What is the Model Context Protocol (MCP)?

Before diving into Code Execution, it’s essential to understand the foundation: the Model Context Protocol.

Launched in November 2024, MCP is an open-source standard created by Anthropic to provide a unified interface for connecting AI models to external data sources, tools, and systems. Think of it as a “USB-C for AI”—a universal connector that eliminates the need for custom integrations for each tool or data source.

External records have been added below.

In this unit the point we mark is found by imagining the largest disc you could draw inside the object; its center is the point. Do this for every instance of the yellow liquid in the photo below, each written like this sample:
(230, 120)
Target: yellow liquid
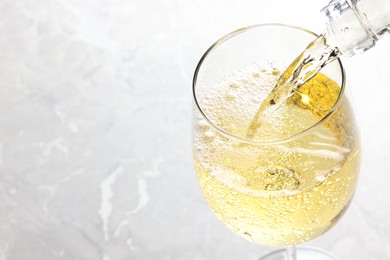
(288, 193)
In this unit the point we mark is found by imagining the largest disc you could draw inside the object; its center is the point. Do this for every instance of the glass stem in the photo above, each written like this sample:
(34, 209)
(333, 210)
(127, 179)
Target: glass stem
(291, 253)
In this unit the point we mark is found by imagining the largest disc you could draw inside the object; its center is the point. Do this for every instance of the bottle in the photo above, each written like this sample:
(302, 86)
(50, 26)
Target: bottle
(353, 26)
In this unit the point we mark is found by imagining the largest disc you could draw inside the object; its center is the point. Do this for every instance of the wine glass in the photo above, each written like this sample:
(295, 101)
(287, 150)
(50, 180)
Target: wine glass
(295, 178)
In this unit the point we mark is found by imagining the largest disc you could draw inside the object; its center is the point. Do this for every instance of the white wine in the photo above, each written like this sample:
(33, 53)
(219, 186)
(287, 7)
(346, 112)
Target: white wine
(316, 55)
(276, 193)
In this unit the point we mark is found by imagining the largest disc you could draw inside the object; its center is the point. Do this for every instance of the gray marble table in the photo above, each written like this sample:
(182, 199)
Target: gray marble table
(95, 125)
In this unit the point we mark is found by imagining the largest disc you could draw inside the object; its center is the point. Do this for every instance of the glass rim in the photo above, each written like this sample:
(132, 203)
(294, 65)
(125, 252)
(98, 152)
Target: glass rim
(257, 141)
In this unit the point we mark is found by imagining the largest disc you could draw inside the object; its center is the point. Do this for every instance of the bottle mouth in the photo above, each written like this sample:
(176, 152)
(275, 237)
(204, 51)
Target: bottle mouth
(254, 141)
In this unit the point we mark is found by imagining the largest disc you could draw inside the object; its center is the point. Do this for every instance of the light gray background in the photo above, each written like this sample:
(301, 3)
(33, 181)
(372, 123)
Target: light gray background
(95, 128)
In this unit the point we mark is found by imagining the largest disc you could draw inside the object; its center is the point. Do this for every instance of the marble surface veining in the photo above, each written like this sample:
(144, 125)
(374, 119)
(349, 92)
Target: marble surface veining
(95, 131)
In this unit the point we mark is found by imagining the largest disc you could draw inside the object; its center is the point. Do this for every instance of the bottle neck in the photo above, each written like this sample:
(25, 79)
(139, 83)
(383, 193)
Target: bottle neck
(353, 26)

The protocol standardizes how AI assistants discover, authenticate, and interact with external systems through three core primitives:

Resources: Data sources (files, databases, APIs) that models can read
Tools: Functions that models can execute to take actions
Prompts: Reusable templates for common interactions

MCP quickly gained traction, with over 10,000 community-built servers and integration into major platforms including Zed, Replit, Codeium, and Sourcegraph. However, as usage scaled, a critical limitation became apparent: the traditional tool-calling approach simply couldn’t scale efficiently for complex, multi-step workflows.

Limitations of Traditional Tool Calling

To understand why Code Execution represents such a breakthrough, we need to examine the fundamental limitations of traditional tool calling.

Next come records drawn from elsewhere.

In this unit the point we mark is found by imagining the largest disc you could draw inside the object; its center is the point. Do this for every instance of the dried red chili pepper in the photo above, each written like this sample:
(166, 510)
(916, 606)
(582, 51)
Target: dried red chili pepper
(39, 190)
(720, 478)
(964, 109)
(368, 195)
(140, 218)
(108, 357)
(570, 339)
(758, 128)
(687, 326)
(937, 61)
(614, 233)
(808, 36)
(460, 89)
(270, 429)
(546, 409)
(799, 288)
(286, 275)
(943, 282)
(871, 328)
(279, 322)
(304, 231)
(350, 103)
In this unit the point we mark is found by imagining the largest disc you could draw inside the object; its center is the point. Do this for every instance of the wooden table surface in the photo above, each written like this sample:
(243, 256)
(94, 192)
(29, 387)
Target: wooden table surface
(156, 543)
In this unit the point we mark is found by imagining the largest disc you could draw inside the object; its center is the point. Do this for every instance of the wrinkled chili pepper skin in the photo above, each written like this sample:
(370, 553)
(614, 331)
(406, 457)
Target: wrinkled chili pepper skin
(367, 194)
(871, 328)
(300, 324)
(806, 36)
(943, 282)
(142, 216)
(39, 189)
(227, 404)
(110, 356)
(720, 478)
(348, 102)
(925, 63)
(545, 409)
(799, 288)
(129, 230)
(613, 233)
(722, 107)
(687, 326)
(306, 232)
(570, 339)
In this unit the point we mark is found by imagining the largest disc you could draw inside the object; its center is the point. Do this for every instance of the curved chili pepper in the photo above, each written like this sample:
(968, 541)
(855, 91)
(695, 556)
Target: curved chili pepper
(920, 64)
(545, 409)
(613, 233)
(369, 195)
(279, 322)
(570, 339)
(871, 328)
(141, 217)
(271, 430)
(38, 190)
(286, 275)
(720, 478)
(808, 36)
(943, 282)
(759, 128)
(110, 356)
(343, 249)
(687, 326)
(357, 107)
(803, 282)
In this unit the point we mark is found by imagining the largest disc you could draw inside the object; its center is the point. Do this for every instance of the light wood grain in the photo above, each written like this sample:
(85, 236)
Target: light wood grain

The Sequential Call Problem

In the conventional approach, when an AI model needs to use multiple tools, it follows this pattern:

Model analyzes the task and decides which tool to call
Model sends the tool call request to the application
Application executes the tool and returns results
Results are added to the conversation context
Model reads all previous context plus new results
Model decides on the next action
Repeat for each tool call

For a simple task requiring 15 tool calls, this creates a cascade of problems:

Token Explosion: Each tool’s output is added to the context window, which must be re-read on every subsequent call. A workflow that processes 100 database records can balloon to 150,000 tokens—consuming the entire context window of most models.

Latency Multiplication: Each tool call requires a full model inference cycle. With network latency and processing time, 15 tool calls can take 30-45 seconds, making real-time applications impossible.

Context Pollution: Intermediate results (like individual database rows or file contents) permanently occupy context space, even when only summary information is needed for the final output.

Control Flow Limitations: Complex logic like loops, conditionals, and error handling must be implemented through sequential model decisions, which is both slow and unreliable.

The Real-World Impact

In production environments, these limitations manifest in critical ways:

Cost: Processing large datasets can cost hundreds of dollars in API calls due to repeated context processing
Reliability: Long chains of sequential calls increase failure points exponentially
Privacy: All intermediate data must pass through the model provider’s API, creating compliance issues for sensitive data
Scalability: Context window limits create hard caps on workflow complexity

These aren’t theoretical problems—they’re the primary reasons why many ambitious AI agent projects fail to reach production.

The Core Innovation of Code Execution with MCP

Code Execution with MCP introduces a fundamentally different approach: instead of the model making sequential tool calls, it writes code that orchestrates the tools, and that code executes in a secure sandbox.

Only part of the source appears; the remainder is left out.